UMG Sues AI Company For Using Songs To Train Models: ‘Systematic & Widespread Infringement’

18 October, 2023

Universal Music Group (UMG) and other music companies are suing an artificial intelligence platform called Anthropic PBC for using copyrighted song lyrics to “train” its software — marking the first major lawsuit in what is expected to be a key legal battle over the future of AI music.

In a complaint filed Wednesday morning (Oct. 18) in Nashville federal court, lawyers for UMG, Concord Music Group, ABKCO and other music publishers accused Anthropic of violating the companies’ copyrights en masse by using vast numbers of songs to help its AI models learn how to spit out new lyrics.

“In the process of building and operating AI models, Anthropic unlawfully copies and disseminates vast amounts of copyrighted works,” lawyers for the music companies wrote. “Publishers embrace innovation and recognize the great promise of AI when used ethically and responsibly. But Anthropic violates these principles on a systematic and widespread basis.”

A spokesperson for Anthropic did not immediately return a request for comment.

The new lawsuit is similar to cases filed by visual artists over the unauthorized use of their works to train AI image generators, as well as cases filed by authors like Game of Thrones writer George R.R. Martin and novelist John Grisham over the use of their books. But it’s the first to squarely target music.

AI models like the popular ChatGPT are “trained” to produce new content by feeding them vast quantities of existing works known as “inputs.” In the case of AI music, that process involves huge numbers of songs. Whether doing so infringes the copyrights to that underlying material is something of an existential question for the booming sector, since depriving AI models of new inputs could limit their abilities.

Major music companies and other industry players have already argued that such training is illegal.
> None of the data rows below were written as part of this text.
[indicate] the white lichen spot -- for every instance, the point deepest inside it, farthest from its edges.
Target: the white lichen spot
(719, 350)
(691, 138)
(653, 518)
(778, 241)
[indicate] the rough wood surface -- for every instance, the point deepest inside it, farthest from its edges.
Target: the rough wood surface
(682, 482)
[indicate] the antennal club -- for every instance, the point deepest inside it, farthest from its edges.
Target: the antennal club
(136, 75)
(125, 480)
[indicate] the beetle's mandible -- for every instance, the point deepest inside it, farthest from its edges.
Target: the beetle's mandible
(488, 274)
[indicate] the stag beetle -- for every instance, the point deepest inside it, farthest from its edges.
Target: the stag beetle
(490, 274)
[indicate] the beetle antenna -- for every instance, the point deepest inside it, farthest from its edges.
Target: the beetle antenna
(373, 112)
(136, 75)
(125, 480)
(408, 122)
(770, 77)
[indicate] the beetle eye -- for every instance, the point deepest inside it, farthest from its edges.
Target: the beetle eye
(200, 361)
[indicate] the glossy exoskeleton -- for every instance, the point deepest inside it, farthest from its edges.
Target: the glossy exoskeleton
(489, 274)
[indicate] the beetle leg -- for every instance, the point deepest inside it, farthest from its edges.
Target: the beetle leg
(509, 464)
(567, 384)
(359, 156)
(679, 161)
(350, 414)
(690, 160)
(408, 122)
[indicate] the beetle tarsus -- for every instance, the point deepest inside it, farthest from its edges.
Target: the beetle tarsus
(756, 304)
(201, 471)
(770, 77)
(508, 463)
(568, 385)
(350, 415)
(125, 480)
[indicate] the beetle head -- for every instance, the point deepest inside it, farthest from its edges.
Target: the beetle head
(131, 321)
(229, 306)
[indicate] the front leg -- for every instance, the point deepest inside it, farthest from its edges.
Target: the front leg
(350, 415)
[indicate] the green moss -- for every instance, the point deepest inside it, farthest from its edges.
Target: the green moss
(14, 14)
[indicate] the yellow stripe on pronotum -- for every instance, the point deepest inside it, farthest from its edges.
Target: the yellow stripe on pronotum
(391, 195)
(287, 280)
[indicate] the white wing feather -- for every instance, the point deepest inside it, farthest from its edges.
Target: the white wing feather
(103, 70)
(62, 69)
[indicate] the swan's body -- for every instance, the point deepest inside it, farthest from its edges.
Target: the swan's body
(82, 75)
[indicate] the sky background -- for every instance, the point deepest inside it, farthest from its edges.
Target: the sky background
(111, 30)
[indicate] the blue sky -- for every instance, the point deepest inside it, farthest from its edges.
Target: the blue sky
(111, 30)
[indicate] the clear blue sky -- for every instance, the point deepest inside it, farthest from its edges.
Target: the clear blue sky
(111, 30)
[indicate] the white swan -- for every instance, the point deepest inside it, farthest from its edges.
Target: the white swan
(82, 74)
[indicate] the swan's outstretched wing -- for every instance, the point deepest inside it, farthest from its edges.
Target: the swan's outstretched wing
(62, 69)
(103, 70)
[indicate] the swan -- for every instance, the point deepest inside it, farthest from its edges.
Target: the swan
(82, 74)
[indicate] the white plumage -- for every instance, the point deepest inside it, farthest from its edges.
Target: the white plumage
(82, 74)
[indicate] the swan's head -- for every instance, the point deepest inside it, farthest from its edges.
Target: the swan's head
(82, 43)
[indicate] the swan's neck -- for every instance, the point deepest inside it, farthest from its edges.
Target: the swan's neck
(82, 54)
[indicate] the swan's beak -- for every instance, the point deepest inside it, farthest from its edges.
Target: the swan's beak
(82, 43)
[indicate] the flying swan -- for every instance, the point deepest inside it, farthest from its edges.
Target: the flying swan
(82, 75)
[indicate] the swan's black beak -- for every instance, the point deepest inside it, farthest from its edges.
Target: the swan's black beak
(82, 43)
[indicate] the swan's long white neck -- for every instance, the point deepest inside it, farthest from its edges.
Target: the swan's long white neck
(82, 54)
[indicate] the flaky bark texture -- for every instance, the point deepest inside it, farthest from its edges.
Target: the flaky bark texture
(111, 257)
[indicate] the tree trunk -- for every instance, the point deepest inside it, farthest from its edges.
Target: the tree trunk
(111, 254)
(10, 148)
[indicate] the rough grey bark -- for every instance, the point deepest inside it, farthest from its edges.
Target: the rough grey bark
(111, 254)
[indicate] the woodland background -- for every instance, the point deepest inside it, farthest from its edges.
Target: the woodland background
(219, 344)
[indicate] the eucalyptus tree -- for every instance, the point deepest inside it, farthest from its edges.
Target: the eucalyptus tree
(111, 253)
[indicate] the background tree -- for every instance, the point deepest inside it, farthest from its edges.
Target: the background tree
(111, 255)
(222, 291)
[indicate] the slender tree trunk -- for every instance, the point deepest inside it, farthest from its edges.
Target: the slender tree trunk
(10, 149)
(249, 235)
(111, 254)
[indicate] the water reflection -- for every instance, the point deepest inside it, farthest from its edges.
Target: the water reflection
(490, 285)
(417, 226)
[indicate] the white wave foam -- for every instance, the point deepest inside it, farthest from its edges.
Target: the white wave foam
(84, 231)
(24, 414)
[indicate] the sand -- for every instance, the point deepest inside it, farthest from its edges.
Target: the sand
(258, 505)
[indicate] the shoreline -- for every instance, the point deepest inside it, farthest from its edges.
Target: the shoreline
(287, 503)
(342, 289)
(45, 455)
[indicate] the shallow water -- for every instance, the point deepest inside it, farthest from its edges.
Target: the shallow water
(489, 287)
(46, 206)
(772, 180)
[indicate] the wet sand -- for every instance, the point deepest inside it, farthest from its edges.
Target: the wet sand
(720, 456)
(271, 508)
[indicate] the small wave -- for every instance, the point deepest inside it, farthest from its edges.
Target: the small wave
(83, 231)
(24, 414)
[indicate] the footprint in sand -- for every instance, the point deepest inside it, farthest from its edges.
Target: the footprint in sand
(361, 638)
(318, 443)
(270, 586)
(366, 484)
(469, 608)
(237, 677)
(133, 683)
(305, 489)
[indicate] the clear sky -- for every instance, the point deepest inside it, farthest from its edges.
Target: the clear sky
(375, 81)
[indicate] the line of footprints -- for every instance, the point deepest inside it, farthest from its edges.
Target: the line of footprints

Last year, the RIAA said that any use of copyrighted songs to build AI platforms “infringes our members’ rights.” In April, when UMG asked Spotify and other streamers in April to stop allowing AI companies to use their platforms to ingest music, it said it “will not hesitate to take steps to protect our rights.”

On Wednesday, the company took those steps. In the lawsuit, it said Anthropic “profits richly” from the “vast troves of copyrighted material that Anthropic scrapes from the internet.”

“Unlike songwriters, who are creative by nature, Anthropic’s AI models are not creative — they depend entirely on the creativity of others,” lawyers for the publishers wrote. “Yet, Anthropic pays nothing to publishers, their songwriters, or the countless other copyright owners whose copyrighted works Anthropic uses to train its AI models. Anthropic has never even attempted to license the use of Publishers’ lyrics.”

In the case ahead, the key battle line will be over whether the unauthorized use of proprietary music to train an AI platform is nonetheless legal under copyright’s fair use doctrine — an important rule that allows people to reuse protected works without breaking the law.

Historically, fair use enabled critics to quote from the works they were dissecting, or parodists to use existing materials to mock them. But more recently, it’s also empowered new technologies: In 1984, the U.S. Supreme Court ruled that the VCR was protected by fair use; in 2007, a federal appeals court ruled that Google Image search was fair use.

In Wednesday’s complaint, UMG and the other publishers seemed intent on heading off any kind of fair use defense. They argued that Anthropic’s behavior would harm the market for licensing lyrics to AI services that actually pay for licenses — a key consideration in any fair use analysis.

“Anthropic is depriving Publishers and their songwriters of control over their copyrighted works and the hard-earned benefits of their creative endeavors, it is competing unfairly against those website developers that respect the copyright law and pay for licenses, and it is undermining existing and future licensing markets in untold ways,” the publishers wrote.

In addition to targeting Anthropic’s use of songs as inputs, the publishers claim that the material produced by the company’s AI model also infringes their lyrics: “Anthropic’s AI models generate identical or nearly identical copies of those lyrics, in clear violation of publishers’ copyrights.”

Such litigation might only be the first step in setting national policy on how AI platforms can use copyrighted music, with legislative efforts close behind. At a hearing in May, Sen. Marsha Blackburn (R-Tenn.) repeatedly grilled the CEO of the company behind ChatGPT about how he and others planned to “compensate the artist.”

“If I can go in and say ‘write me a song that sounds like Garth Brooks,’ and it takes part of an existing song, there has to be compensation to that artist for that utilization and that use,” Blackburn said. “If it was radio play, it would be there. If it was streaming, it would be there.”